Glenn Whittington is helping change Redmond’s palate.
“I’m turning Coors Light fans into microbrew drinkers every day,” says Whittington, 42, the owner and operator of Beer Dawgs, one of several growler-fill stations in Deschutes County’s second-largest city. “And for the people here that already were into craft brewing, I hear all the time, ‘This is great! Now I don’t have to drive into Bend.’”

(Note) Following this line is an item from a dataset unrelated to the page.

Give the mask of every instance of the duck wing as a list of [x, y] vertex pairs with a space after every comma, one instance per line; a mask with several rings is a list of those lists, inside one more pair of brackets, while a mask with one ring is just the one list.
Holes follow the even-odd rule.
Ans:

Indeed, the Redmond beer scene is off and running. Wild Ride Brewing and Juniper Brewing both opened this spring, and Whittington’s mini-pub — picture a dream-worthy man cave with more than 30 taps — is among several businesses, including Smith Rock Brewing, the Pig & Pound Public House and the Lifeline Taphouse, that began welcoming customers within the past two years. Throw in Redmond’s original brewery, Cascade Lakes, which turns 20 this year, and all of a sudden The Hub of Central Oregon makes for a nice all-day beer trip.
“The Redmond beer culture has been awesome to be a part of,” says Wild Ride brewer and co-owner Paul Bergeman. “And we’re really excited to be a part of the Central Oregon beer culture in general.”

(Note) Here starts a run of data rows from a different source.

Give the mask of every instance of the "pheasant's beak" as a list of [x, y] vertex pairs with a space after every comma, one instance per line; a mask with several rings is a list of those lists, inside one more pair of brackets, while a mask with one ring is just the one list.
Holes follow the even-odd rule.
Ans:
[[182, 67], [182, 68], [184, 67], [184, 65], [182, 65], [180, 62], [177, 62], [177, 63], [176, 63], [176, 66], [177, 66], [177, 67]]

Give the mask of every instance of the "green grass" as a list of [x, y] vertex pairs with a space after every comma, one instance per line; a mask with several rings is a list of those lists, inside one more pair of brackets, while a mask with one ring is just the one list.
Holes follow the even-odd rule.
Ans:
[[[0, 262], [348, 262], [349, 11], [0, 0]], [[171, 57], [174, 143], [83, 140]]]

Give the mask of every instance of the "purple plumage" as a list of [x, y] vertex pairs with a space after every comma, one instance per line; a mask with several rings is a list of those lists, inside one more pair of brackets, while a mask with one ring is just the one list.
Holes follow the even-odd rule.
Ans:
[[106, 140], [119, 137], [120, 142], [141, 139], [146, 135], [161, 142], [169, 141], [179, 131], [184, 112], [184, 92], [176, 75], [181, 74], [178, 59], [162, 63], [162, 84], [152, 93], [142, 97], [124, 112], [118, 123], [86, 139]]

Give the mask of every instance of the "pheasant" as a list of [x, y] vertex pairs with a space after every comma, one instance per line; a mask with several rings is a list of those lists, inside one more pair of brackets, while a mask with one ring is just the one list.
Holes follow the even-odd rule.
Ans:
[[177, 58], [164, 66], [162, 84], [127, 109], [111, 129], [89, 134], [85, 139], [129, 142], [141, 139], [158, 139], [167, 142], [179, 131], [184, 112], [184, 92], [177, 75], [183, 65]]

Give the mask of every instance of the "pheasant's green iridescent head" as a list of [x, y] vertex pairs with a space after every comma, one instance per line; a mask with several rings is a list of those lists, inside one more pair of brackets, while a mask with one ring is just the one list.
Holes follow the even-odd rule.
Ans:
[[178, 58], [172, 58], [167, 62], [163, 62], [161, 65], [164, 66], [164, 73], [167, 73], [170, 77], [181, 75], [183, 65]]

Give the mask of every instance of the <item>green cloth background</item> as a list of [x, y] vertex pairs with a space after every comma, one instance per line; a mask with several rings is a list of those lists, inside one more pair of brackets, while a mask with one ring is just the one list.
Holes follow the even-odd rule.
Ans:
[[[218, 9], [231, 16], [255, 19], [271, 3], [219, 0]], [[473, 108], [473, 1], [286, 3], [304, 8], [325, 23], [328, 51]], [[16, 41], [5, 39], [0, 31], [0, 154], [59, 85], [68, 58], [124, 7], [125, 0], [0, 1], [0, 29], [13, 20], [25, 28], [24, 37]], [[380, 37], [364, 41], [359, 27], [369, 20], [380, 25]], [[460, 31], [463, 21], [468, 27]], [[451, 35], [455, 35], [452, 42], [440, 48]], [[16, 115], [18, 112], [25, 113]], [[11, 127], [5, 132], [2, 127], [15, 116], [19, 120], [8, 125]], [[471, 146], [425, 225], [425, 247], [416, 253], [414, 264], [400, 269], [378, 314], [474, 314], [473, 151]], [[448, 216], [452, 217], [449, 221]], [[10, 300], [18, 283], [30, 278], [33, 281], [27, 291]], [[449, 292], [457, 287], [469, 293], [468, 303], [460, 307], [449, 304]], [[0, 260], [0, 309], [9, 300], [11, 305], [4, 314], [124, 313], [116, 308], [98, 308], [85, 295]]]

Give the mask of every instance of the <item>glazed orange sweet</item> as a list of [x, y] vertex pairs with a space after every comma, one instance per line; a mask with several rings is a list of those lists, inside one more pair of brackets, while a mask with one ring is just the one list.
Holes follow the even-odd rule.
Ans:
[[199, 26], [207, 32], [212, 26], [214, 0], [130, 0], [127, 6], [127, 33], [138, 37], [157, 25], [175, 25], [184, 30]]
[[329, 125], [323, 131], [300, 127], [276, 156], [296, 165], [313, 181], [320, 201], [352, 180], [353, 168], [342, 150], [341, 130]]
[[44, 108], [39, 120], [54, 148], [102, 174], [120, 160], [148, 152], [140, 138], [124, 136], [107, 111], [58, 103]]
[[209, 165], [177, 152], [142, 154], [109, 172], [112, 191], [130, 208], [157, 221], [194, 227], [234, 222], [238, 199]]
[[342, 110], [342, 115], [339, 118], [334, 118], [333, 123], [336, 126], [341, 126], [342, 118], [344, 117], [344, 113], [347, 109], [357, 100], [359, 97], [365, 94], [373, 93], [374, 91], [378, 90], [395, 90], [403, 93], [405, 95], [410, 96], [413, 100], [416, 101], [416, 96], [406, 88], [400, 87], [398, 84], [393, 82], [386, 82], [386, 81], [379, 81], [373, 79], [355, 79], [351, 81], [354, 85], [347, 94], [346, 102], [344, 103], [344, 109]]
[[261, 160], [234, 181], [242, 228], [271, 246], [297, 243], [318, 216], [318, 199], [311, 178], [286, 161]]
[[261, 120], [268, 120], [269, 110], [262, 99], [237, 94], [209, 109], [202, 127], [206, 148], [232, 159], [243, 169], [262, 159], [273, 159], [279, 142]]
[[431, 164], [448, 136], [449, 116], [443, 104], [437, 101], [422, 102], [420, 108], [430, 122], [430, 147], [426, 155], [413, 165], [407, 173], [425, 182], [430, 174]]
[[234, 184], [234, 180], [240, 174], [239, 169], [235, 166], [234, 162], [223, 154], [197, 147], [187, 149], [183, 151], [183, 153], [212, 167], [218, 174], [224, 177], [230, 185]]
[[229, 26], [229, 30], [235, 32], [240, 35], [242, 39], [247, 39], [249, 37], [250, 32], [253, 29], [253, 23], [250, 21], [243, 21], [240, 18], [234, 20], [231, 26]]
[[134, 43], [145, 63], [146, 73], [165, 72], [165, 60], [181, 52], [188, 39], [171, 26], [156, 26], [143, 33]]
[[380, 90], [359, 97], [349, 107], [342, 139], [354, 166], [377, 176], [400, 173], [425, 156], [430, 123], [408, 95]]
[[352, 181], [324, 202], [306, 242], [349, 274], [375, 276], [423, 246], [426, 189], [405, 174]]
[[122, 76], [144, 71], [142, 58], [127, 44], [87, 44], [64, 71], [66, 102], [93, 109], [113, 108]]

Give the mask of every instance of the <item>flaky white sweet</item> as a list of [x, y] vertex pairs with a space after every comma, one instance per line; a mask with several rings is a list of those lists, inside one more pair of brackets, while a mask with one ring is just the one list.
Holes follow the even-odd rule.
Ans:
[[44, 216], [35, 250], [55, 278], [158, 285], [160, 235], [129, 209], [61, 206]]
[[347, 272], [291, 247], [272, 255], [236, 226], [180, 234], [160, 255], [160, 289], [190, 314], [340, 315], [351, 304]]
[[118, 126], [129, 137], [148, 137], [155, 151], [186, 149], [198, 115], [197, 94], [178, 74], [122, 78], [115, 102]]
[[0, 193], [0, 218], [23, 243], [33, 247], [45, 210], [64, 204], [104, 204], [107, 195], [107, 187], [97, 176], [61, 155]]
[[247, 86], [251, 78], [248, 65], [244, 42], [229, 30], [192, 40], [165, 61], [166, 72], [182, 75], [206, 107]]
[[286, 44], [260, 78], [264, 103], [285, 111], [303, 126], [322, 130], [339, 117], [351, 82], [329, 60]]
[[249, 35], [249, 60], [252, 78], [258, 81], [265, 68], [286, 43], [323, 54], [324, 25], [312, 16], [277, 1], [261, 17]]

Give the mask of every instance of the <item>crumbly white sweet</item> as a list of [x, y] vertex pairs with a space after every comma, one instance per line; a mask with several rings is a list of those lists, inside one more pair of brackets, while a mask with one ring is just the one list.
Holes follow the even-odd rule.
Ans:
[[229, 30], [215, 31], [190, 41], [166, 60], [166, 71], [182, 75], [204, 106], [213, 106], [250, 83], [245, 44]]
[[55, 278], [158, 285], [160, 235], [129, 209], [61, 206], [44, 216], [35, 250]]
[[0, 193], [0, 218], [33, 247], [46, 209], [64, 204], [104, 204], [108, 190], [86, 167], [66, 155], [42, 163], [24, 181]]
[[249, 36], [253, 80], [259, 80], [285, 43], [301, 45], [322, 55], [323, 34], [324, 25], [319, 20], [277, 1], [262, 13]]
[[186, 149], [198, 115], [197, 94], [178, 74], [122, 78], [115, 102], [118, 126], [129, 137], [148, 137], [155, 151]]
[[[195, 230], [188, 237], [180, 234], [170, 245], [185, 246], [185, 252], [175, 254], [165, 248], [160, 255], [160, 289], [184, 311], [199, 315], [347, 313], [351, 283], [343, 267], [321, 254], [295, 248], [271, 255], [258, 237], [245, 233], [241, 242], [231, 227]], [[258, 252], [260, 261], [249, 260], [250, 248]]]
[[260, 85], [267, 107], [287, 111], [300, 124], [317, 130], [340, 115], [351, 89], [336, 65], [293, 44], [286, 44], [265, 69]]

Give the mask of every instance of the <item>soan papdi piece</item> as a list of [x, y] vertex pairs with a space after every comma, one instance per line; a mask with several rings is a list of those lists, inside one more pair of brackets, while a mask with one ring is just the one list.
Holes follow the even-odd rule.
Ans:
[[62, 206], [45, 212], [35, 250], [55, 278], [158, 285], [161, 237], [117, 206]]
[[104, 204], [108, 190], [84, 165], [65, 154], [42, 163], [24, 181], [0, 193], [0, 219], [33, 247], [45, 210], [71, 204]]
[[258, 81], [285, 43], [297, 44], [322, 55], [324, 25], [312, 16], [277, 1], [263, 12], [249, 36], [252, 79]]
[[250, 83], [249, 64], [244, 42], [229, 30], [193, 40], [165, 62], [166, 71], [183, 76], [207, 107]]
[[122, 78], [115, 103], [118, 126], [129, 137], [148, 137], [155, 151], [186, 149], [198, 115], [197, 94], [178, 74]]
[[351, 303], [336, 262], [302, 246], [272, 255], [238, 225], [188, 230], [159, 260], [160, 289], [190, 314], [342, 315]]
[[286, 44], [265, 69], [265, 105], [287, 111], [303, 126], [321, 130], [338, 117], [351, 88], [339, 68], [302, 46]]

While multiple businesses are doing their part to make Redmond more of a destination for craft-brew lovers, Wild Ride in particular seems poised for stardom. Located in a former Parr Lumber storage space on Fifth Street, Wild Ride retained the industrial feel of the building, giving its taproom plenty of character. The ceiling is as high as 24 feet in some spots and patrons can watch brewers work while they drink their beers on bars made from reclaimed wood. An outdoor patio doubles seating capacity. Outside tables made of upcycled electrical spools — they look good! — are centered around a firepit.
As nice as the building is, Wild Ride’s beer, and its impressive number of options, steal the show. Bergeman — who previously brewed for Portland’s Laurelwood Brewing and Hawaii’s Kona Brewing — opened Wild Ride with no fewer than 10 different brews on tap. The brewery now has 11 of its own creations flowing after Bergeman made a single-hop, single-malt beer for Central Oregon Beer Week, and it offers up a bit of everything, from Big Booty Golden Ale on the lighter end of the spectrum to the big Brain Bucket Imperial IPA, which clocked in at over 9 percent on my recent visit.

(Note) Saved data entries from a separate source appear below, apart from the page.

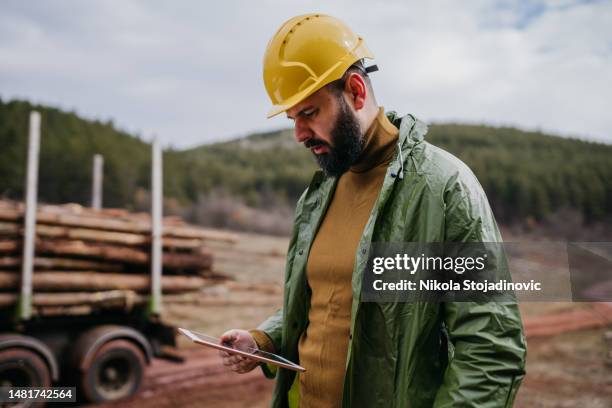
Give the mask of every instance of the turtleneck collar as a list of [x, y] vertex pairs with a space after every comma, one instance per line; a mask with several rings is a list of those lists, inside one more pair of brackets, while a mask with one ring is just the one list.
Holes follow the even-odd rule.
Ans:
[[389, 121], [381, 106], [376, 119], [364, 135], [363, 150], [349, 170], [364, 173], [380, 164], [389, 163], [393, 158], [398, 135], [399, 130]]

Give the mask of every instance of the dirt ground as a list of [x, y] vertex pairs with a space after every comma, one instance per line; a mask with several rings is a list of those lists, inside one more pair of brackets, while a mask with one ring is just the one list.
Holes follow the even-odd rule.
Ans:
[[[212, 335], [230, 328], [252, 328], [282, 303], [287, 239], [237, 234], [232, 246], [212, 249], [215, 270], [235, 281], [207, 288], [167, 304], [164, 318], [179, 327]], [[612, 406], [612, 305], [525, 303], [527, 376], [516, 407]], [[184, 363], [157, 360], [147, 371], [141, 393], [114, 408], [266, 407], [273, 382], [260, 370], [235, 374], [215, 351], [179, 339]], [[107, 405], [111, 407], [111, 404]]]

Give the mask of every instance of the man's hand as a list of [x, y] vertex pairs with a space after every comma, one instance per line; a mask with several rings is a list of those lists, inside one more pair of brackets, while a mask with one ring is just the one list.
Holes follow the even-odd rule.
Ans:
[[[238, 350], [252, 351], [258, 349], [253, 336], [246, 330], [228, 330], [221, 336], [221, 342]], [[230, 367], [232, 371], [243, 374], [257, 367], [257, 361], [248, 359], [237, 354], [219, 351], [223, 359], [223, 365]]]

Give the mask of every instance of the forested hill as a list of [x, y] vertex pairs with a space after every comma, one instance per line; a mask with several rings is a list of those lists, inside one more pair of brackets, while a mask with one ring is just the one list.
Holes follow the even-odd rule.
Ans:
[[[0, 100], [0, 195], [21, 199], [28, 114], [42, 113], [39, 197], [87, 204], [91, 161], [104, 155], [105, 206], [138, 207], [149, 186], [150, 146], [110, 122]], [[570, 208], [587, 221], [612, 214], [612, 146], [512, 128], [433, 125], [426, 139], [464, 160], [503, 222]], [[291, 131], [164, 153], [164, 194], [177, 208], [222, 194], [252, 207], [292, 205], [315, 169]], [[175, 208], [176, 209], [176, 208]]]

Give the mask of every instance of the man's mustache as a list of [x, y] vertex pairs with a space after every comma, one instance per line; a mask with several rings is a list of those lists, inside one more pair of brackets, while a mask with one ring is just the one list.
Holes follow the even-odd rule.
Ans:
[[307, 141], [304, 142], [304, 147], [310, 149], [311, 147], [315, 147], [315, 146], [327, 146], [327, 147], [331, 147], [329, 146], [328, 143], [325, 143], [322, 140], [317, 140], [317, 139], [308, 139]]

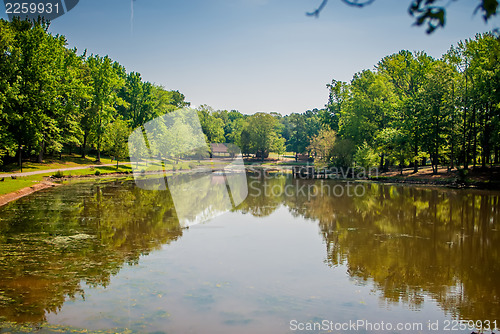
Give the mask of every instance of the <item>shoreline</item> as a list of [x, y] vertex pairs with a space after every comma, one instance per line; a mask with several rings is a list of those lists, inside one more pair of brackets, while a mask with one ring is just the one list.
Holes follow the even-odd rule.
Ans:
[[383, 184], [400, 184], [400, 185], [421, 185], [421, 186], [436, 186], [452, 189], [484, 189], [484, 190], [500, 190], [498, 184], [490, 184], [485, 182], [465, 182], [460, 183], [450, 180], [422, 180], [422, 179], [396, 179], [396, 178], [371, 178], [367, 179], [370, 182]]
[[[257, 166], [255, 166], [257, 167]], [[266, 168], [264, 166], [259, 166]], [[276, 168], [277, 166], [273, 166]], [[291, 166], [279, 166], [279, 167], [291, 167]], [[279, 167], [277, 169], [279, 169]], [[251, 169], [251, 167], [250, 167]], [[273, 169], [273, 168], [270, 168]], [[99, 179], [103, 177], [113, 177], [113, 176], [130, 176], [132, 173], [103, 173], [100, 175], [78, 175], [78, 176], [70, 176], [70, 177], [62, 177], [62, 178], [46, 178], [45, 180], [36, 183], [32, 186], [22, 188], [20, 190], [7, 193], [4, 195], [0, 195], [0, 207], [7, 205], [10, 202], [23, 198], [25, 196], [31, 195], [37, 191], [58, 187], [62, 184], [55, 183], [53, 181], [69, 181], [75, 179]], [[49, 180], [50, 179], [50, 180]], [[355, 179], [352, 180], [364, 180], [368, 182], [382, 183], [382, 184], [400, 184], [400, 185], [422, 185], [422, 186], [437, 186], [437, 187], [446, 187], [452, 189], [480, 189], [480, 190], [500, 190], [500, 183], [498, 182], [481, 182], [481, 181], [469, 181], [469, 182], [458, 182], [450, 179], [426, 179], [426, 178], [411, 178], [404, 179], [399, 176], [388, 176], [388, 177], [374, 177], [367, 179]]]
[[0, 195], [0, 207], [9, 204], [10, 202], [16, 201], [20, 198], [23, 198], [25, 196], [31, 195], [37, 191], [43, 190], [43, 189], [48, 189], [48, 188], [53, 188], [53, 187], [58, 187], [60, 184], [51, 182], [51, 181], [41, 181], [39, 183], [36, 183], [30, 187], [25, 187], [20, 190]]

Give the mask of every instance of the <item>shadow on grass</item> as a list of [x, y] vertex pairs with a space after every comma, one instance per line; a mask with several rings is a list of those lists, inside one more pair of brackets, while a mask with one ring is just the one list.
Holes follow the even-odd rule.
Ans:
[[[107, 163], [112, 163], [111, 159], [107, 156], [101, 156], [101, 164], [107, 164]], [[92, 155], [82, 158], [81, 155], [77, 154], [72, 154], [72, 155], [63, 154], [62, 159], [59, 159], [58, 157], [48, 156], [44, 159], [42, 163], [34, 161], [23, 161], [23, 172], [29, 172], [33, 170], [97, 165], [97, 164], [98, 163], [96, 163], [96, 157]], [[20, 168], [17, 163], [10, 163], [8, 165], [2, 166], [0, 169], [3, 172], [8, 172], [8, 173], [20, 172]]]

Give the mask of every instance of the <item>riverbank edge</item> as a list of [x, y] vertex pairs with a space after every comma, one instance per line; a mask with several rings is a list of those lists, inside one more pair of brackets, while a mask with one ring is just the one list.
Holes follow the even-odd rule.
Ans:
[[[98, 178], [114, 177], [114, 176], [130, 176], [130, 174], [131, 173], [103, 173], [99, 176], [89, 174], [89, 175], [62, 177], [59, 179], [53, 177], [47, 177], [44, 181], [36, 183], [32, 186], [25, 187], [20, 190], [7, 193], [4, 195], [0, 195], [0, 207], [15, 200], [18, 200], [22, 197], [31, 195], [37, 191], [62, 185], [62, 183], [54, 183], [48, 179], [57, 181], [69, 181], [74, 179], [98, 179]], [[353, 180], [358, 180], [358, 179], [353, 179]], [[360, 181], [364, 180], [367, 182], [374, 182], [374, 183], [383, 183], [383, 184], [437, 186], [437, 187], [446, 187], [454, 189], [500, 190], [499, 182], [458, 182], [457, 180], [450, 180], [450, 179], [426, 180], [426, 179], [403, 179], [400, 177], [372, 177], [368, 179], [359, 179], [359, 180]]]
[[499, 182], [479, 182], [466, 181], [459, 182], [458, 180], [449, 179], [403, 179], [398, 177], [372, 177], [368, 181], [383, 183], [383, 184], [401, 184], [401, 185], [422, 185], [422, 186], [438, 186], [453, 189], [481, 189], [481, 190], [500, 190]]
[[7, 193], [4, 195], [0, 195], [0, 207], [9, 204], [10, 202], [13, 202], [15, 200], [18, 200], [20, 198], [23, 198], [25, 196], [31, 195], [37, 191], [43, 190], [43, 189], [48, 189], [48, 188], [53, 188], [60, 186], [61, 184], [57, 184], [51, 181], [44, 180], [42, 182], [36, 183], [32, 186], [22, 188], [17, 191], [13, 191], [11, 193]]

“Being in Redmond, we wanted to open our doors with a (brew) style for any beer drinker,” says Wild Ride co-owner Brian Mitchell, 38, a 1994 Redmond High School graduate. “Knowing Redmond’s a little more old school, we expected some desire for some lighter ales. That being said, there’s an excitement for craft beer here. It really is an untapped market.”
Focusing on beer, at least for now, Wild Ride does not have a kitchen but houses three food carts next to its patio; Foodfellas (sandwiches, wraps, chili fries), the Patty Wagon (burgers, grilled cheese masterpieces) and Lil Bit O Texas (barbecue) were all on site earlier this week.
“It gives people in the food cart business a chance to showcase what they love to do and lets us focus on beer,” says Bergeman, 38. “We can showcase what we’re here to do, which is to make great beer.”
Bergeman and Mitchell have big plans for the summer, including bottling its beers, tap handles throughout the region and a trip to the Oregon Brewers Festival in Portland. Wild Ride will also host Redmond’s annual Oktoberfest in the fall.
“We were always excited about Redmond,” says Mitchell, whose wife, Kelli Grey, is also a co-owner. “We were thrilled about finding our facility here, downtown.
Bergeman concurs: “Redmond’s coming around,” he says. “We like our concept, we’re having fun … and we’re excited to be here.”